Working with Schools who Opted to Remove SROs
CPS remains committed to ensuring the safety and health of all of our students, especially at schools whose Local School Councils voted to discontinue the SRO program. The district will provide targeted assistance to those schools and will develop individual alternative safety plans prior to the start of the school year. All of the new plans will consider factors including the roles SROs played to ensure these functions are now handled through other existing resources or protocols. These school safety plans will be developed in collaboration with schools, emergency response agencies, parents and the community. In addition, a school’s safety plan takes an all-hazards approach that will include prevention, response and recovery for any emergency.
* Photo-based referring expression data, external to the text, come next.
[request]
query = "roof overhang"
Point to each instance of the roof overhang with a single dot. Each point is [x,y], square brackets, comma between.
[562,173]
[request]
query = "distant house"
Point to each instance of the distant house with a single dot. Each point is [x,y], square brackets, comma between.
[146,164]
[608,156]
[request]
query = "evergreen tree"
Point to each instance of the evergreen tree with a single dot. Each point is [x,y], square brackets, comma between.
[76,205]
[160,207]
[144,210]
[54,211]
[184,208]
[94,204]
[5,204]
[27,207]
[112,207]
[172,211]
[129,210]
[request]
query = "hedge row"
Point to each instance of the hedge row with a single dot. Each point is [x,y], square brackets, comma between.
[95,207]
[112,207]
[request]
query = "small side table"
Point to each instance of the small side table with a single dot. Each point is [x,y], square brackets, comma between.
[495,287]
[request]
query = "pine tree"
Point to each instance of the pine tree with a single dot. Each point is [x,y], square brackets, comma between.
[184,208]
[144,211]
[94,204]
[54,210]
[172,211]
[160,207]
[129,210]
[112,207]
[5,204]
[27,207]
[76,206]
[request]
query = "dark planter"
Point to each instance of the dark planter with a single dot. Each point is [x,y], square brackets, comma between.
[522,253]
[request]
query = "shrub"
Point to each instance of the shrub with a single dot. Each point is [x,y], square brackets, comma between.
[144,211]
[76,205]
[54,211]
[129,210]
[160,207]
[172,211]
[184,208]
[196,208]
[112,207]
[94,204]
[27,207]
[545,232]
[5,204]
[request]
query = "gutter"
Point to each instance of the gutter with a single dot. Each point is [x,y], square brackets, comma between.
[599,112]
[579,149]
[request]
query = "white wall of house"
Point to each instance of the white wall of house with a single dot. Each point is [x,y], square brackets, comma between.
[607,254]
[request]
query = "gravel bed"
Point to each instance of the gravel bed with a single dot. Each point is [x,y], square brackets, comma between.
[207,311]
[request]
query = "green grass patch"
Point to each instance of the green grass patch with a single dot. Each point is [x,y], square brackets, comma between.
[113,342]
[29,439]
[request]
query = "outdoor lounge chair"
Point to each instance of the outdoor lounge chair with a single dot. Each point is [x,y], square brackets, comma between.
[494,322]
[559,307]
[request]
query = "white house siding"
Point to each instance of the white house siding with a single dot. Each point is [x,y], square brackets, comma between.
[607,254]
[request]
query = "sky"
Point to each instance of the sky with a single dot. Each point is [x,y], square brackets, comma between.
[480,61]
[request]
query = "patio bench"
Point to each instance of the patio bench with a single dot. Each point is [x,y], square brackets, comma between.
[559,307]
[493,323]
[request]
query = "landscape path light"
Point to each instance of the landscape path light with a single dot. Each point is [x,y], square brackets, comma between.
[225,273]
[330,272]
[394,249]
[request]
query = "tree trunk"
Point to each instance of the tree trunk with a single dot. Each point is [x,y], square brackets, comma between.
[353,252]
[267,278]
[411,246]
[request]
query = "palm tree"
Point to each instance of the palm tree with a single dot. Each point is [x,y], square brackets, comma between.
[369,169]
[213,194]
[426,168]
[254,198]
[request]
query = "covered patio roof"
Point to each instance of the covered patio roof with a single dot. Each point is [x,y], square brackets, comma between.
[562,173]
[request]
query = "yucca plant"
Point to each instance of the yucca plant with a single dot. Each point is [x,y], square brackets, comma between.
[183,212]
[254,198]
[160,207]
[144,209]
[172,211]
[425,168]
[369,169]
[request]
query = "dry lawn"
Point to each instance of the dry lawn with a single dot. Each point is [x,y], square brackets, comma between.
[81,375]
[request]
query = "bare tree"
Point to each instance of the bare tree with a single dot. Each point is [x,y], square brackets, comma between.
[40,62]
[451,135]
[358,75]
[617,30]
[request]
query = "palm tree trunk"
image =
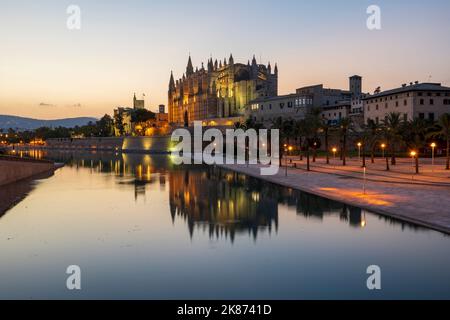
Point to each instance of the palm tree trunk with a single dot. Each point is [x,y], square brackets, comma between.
[448,153]
[364,156]
[393,159]
[372,154]
[308,168]
[300,148]
[344,150]
[417,164]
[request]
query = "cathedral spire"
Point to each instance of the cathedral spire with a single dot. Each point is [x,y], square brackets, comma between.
[171,82]
[189,68]
[254,60]
[231,61]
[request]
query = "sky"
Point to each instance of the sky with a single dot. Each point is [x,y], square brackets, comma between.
[48,71]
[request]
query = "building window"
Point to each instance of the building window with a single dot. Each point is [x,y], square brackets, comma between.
[431,116]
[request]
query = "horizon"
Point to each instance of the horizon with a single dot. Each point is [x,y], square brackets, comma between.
[122,48]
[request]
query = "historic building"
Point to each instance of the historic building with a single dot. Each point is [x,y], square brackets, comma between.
[219,91]
[416,100]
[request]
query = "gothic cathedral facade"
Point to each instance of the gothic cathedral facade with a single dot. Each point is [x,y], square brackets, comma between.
[222,90]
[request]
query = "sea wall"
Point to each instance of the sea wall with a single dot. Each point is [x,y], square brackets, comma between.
[155,145]
[16,169]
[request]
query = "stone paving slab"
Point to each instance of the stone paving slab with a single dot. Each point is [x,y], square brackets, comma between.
[427,206]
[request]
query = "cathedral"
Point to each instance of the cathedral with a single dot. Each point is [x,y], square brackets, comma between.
[220,91]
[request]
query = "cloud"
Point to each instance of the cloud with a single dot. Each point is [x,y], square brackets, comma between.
[43,104]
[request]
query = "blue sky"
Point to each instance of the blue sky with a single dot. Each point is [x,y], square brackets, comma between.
[48,71]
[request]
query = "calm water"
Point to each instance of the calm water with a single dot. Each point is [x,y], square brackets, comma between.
[140,227]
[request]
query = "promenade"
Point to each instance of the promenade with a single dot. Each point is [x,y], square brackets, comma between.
[422,199]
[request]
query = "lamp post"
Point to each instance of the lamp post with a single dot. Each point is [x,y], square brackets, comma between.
[433,146]
[285,161]
[359,151]
[413,156]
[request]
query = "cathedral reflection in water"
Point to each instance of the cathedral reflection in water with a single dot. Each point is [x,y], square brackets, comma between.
[210,199]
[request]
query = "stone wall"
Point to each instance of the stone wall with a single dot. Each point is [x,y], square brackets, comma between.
[13,170]
[124,144]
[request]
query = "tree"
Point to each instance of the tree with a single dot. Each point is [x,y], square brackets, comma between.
[345,126]
[443,130]
[373,133]
[142,115]
[105,126]
[325,129]
[393,126]
[415,133]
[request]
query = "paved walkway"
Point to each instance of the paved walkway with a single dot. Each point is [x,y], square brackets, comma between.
[393,194]
[402,173]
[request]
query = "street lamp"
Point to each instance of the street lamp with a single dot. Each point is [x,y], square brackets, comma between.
[359,151]
[334,152]
[413,156]
[433,146]
[383,147]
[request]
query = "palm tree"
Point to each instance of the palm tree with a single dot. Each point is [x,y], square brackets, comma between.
[415,133]
[286,130]
[325,128]
[443,130]
[372,132]
[344,125]
[393,125]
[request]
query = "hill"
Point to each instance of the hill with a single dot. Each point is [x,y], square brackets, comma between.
[21,123]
Reduction in Funding for SROs and Elimination of Mobile Officer Units
As previously announced, CPS and the City of Chicago have proposed a significant reduction in SRO funding for the 2020-21 school year. Compared to the FY20 budget in which $33 million was budgeted for SRO support, the district now anticipates spending no more than approximately $12 million on SRO-related expenses in FY21. The district will not be charged for days when in-person instruction is not occurring in the upcoming school year and will receive a credit for remote school days from SY2019-20. Additionally, the district will no longer pay for mobile patrol officers, who have been utilized to support schools and provide broader neighborhood safety support.  Estimated costs in FY21 have fallen from the $15 million assumed in the FY21 budget to $12 million due to schools that have voted to opt out of the SRO program. Any spending that falls below budgeted levels will be used to support the hundreds of millions of dollars in additional school supports that have been proposed in FY21.

Chicago Public Schools serves 355,000 students in 638 schools. It is the nation’s third-largest school district.